Chris Hemsworth swam in freezing Arctic waters to boost his longevity— here’s how to get similar benefits at home

Actor Chris Hemsworth swims in the freezing waters of Norway

Disney+/Craig Parry's National Geographic

  • Chris Hemsworth swims in icy arctic waters in pursuit of fitness for his new ‘Infinite' collection.

  • Evidence suggests that a daily 30-second cold shower can provide the benefits of cold therapy.

  • Regular exercise may be as good for your overall health as exposure to icy conditions.

Chris Hemsworth surfed and swam in Arctic waters to test the boundaries of human resilience, which he said was one of the toughest experiences of his career.

The “Thor” actor takes on the challenge of swimming 250 yards in icy Nordic fjords without a wetsuit in his quest for longer, healthier life.

To accomplish this feat, he teamed up with sports scientist and extreme athlete Ross Edgley, who Hemsworth describes as “one of the healthiest humans on Earth”, setting a swimming world record.

According to Edgley, the shock of immersing yourself in ice water has clear benefits for longevity and health.

“Cold water triggers some extremely powerful survival mechanics,” he says in the episode. “Controlling the body's response to cold could have huge health benefits.”

While Hemsworth took on other extreme challenges for the series, including a SEAL-style “drowning-proof” test, he said the Arctic swim was the hardest.

“Halfway through, my brain felt like I was stabbed with a thousand knives,” he told Men's Magazine.

Swimming in cold water is dangerous, especially if you don't have professional safety personnel, as you could be at risk of hypothermia and death.

But you don't have to do arctic diving to get the benefits of cold therapy. Research shows that regular exposure to cold in smaller, safer doses can boost metabolism, improve energy and mood, and protect the body from some of the side effects of aging. If you hate colds, you can get similar results with regular exercise.
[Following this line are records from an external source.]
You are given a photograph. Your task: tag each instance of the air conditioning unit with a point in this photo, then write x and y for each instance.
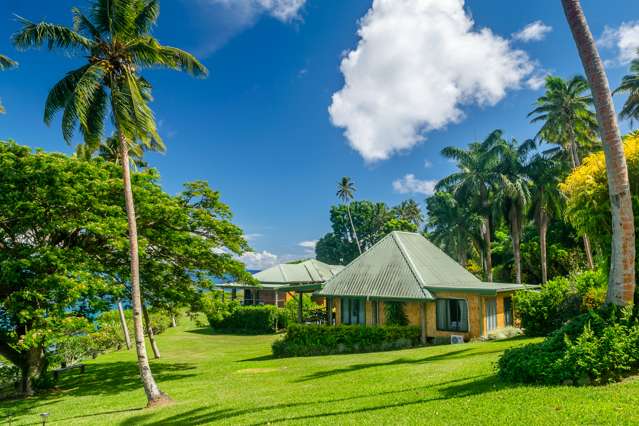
(456, 339)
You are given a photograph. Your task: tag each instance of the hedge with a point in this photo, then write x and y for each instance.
(308, 340)
(250, 320)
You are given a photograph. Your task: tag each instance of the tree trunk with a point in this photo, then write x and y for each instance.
(150, 333)
(153, 393)
(489, 257)
(350, 218)
(543, 230)
(621, 281)
(514, 235)
(125, 328)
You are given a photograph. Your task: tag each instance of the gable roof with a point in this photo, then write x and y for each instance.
(405, 265)
(307, 272)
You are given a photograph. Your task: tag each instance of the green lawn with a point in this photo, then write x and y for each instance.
(233, 380)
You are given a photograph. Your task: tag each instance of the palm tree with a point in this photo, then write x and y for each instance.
(630, 85)
(409, 211)
(5, 64)
(514, 196)
(473, 181)
(567, 119)
(346, 192)
(546, 200)
(115, 39)
(621, 280)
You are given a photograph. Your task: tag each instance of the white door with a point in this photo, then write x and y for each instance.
(491, 314)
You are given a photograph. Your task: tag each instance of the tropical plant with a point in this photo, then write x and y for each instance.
(346, 192)
(115, 38)
(5, 64)
(621, 282)
(568, 122)
(514, 195)
(630, 84)
(546, 200)
(473, 182)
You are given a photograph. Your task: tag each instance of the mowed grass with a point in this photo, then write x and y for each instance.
(234, 380)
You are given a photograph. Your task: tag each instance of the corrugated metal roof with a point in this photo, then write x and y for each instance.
(384, 271)
(405, 265)
(309, 271)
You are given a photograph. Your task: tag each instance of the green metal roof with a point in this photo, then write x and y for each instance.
(405, 265)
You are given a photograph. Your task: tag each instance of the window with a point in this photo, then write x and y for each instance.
(452, 315)
(352, 311)
(508, 311)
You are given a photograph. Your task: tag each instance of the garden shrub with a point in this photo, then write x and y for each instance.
(598, 347)
(308, 340)
(249, 319)
(560, 300)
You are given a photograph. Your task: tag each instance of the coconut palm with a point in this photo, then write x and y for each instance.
(473, 182)
(346, 192)
(621, 280)
(630, 85)
(568, 122)
(5, 64)
(546, 200)
(409, 211)
(514, 195)
(114, 37)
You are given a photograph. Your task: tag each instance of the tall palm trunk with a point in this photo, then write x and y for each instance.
(515, 237)
(350, 219)
(621, 282)
(153, 393)
(543, 230)
(576, 162)
(125, 328)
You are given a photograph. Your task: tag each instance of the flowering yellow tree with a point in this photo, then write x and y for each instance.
(586, 190)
Quick cold shower may help regulate immune system to prevent disease

Hemsworth may not be in a rush to jump into the frozen sea again, but by the end of the episode, he's changed his routine to include more cold treatments, like making the last 30 seconds of the shower cold.

The routine is based on a 2016 trial that found that participants who completed showers with cold water had fewer sick days at work.
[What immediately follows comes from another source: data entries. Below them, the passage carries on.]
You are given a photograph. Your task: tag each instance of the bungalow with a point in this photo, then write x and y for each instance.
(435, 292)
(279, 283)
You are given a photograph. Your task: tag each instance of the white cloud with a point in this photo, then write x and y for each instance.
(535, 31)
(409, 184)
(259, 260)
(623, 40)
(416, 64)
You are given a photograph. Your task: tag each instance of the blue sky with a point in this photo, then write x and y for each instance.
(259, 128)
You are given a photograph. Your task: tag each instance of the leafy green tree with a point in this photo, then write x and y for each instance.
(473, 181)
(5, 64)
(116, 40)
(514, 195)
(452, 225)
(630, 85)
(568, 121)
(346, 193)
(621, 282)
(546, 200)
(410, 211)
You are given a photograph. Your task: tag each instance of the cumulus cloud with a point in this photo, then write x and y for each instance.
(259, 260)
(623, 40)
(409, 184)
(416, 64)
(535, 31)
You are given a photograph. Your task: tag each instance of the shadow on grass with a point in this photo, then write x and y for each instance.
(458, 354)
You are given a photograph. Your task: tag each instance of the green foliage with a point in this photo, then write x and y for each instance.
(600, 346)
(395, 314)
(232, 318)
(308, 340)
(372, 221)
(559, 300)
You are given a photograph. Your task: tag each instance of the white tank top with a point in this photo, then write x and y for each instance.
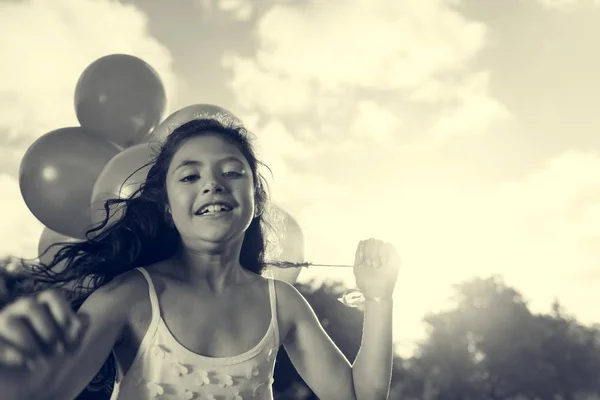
(164, 369)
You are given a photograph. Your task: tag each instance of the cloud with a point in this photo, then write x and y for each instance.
(558, 4)
(47, 46)
(20, 229)
(540, 232)
(326, 60)
(240, 10)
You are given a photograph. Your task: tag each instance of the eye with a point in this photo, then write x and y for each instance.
(190, 178)
(232, 174)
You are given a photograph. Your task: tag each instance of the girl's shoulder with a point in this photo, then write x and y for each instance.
(125, 288)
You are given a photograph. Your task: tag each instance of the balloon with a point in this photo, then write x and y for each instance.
(291, 244)
(189, 113)
(120, 96)
(57, 175)
(119, 179)
(47, 239)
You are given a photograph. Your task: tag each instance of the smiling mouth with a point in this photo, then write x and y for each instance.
(213, 209)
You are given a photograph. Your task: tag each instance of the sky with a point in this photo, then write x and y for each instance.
(463, 132)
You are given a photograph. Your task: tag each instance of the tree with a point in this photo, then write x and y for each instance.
(490, 346)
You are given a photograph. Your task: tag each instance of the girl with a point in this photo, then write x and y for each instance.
(175, 299)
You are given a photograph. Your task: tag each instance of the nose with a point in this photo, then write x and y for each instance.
(213, 187)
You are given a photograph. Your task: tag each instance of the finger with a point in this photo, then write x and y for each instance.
(370, 251)
(359, 256)
(78, 329)
(392, 256)
(11, 355)
(48, 332)
(18, 333)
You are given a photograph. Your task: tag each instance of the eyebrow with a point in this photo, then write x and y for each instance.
(186, 163)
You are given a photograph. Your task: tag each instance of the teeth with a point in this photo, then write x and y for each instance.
(212, 208)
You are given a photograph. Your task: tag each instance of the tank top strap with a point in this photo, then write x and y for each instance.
(273, 301)
(153, 296)
(155, 309)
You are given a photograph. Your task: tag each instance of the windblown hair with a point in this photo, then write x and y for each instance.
(143, 235)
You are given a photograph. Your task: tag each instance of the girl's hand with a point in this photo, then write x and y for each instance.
(35, 334)
(376, 268)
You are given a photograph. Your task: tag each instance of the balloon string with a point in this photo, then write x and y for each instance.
(288, 264)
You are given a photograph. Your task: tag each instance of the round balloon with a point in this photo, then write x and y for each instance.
(290, 245)
(45, 249)
(120, 178)
(189, 113)
(57, 175)
(120, 96)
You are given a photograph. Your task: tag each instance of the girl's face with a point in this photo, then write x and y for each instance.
(210, 189)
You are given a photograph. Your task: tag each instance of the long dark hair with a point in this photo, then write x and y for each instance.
(143, 235)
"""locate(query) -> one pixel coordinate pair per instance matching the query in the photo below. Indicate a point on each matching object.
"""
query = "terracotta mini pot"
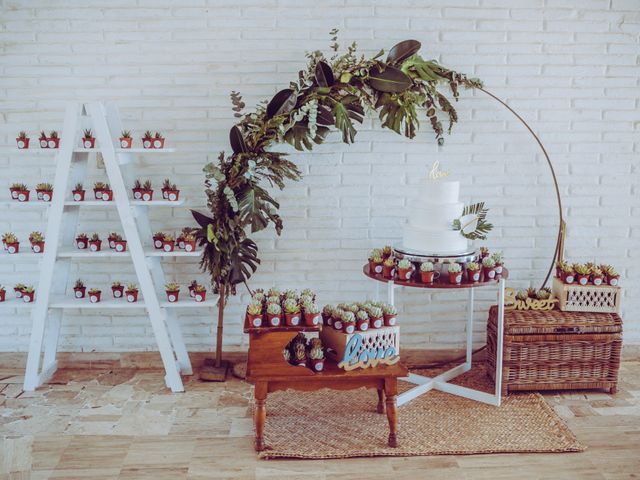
(292, 319)
(120, 245)
(118, 292)
(95, 245)
(173, 295)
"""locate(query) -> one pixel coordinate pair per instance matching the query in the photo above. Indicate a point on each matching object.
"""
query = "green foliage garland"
(335, 91)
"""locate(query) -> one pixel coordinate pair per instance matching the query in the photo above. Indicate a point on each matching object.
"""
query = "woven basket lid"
(540, 322)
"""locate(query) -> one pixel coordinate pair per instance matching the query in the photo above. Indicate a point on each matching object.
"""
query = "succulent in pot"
(405, 269)
(274, 313)
(427, 274)
(473, 271)
(125, 139)
(455, 273)
(132, 292)
(22, 140)
(254, 313)
(37, 242)
(173, 291)
(489, 268)
(79, 289)
(88, 140)
(390, 314)
(94, 295)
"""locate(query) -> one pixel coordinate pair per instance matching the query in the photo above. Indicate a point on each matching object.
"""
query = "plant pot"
(95, 245)
(312, 319)
(316, 365)
(120, 245)
(173, 295)
(118, 292)
(292, 319)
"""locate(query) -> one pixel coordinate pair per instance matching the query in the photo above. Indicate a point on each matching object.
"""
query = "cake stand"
(441, 382)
According to research, between 30 seconds and 3 minutes at around 50 to 60 degrees Fahrenheit may be enough to see the benefits — no Arctic hike required.

Ice baths can soothe muscles, but avoid them immediately after a workout to maximize gains

Hemsworth also swears by ice baths to help relieve sore muscles, his longtime friend and trainer Luke Zocchi previously told Insider.

Evidence for the benefits is mixed — ice can relieve pain and fatigue, but research suggests it may not actually improve recovery.

Premature cooling can actually slow down your muscle growth because it prevents your muscles from recovering properly from the wear and tear of exercise, Zocchi says.

Newer research also suggests that, contrary to previous theories, ice may not help with injuries and muscle soreness.

Regular exercise can provide similar benefits without freezing

According to the Cleveland Clinic, if you hate a cold, you don't have to put up with it for your health because other habits like vigorous exercise have similar benefits.

Evidence suggests that exercise can help improve blood flow, reduce the risk of chronic disease, and promote mental health.

To relieve muscle soreness and increase gains without freezing, try active recovery in the form of low-impact exercises like walking or cycling, personal trainers previously told Insider.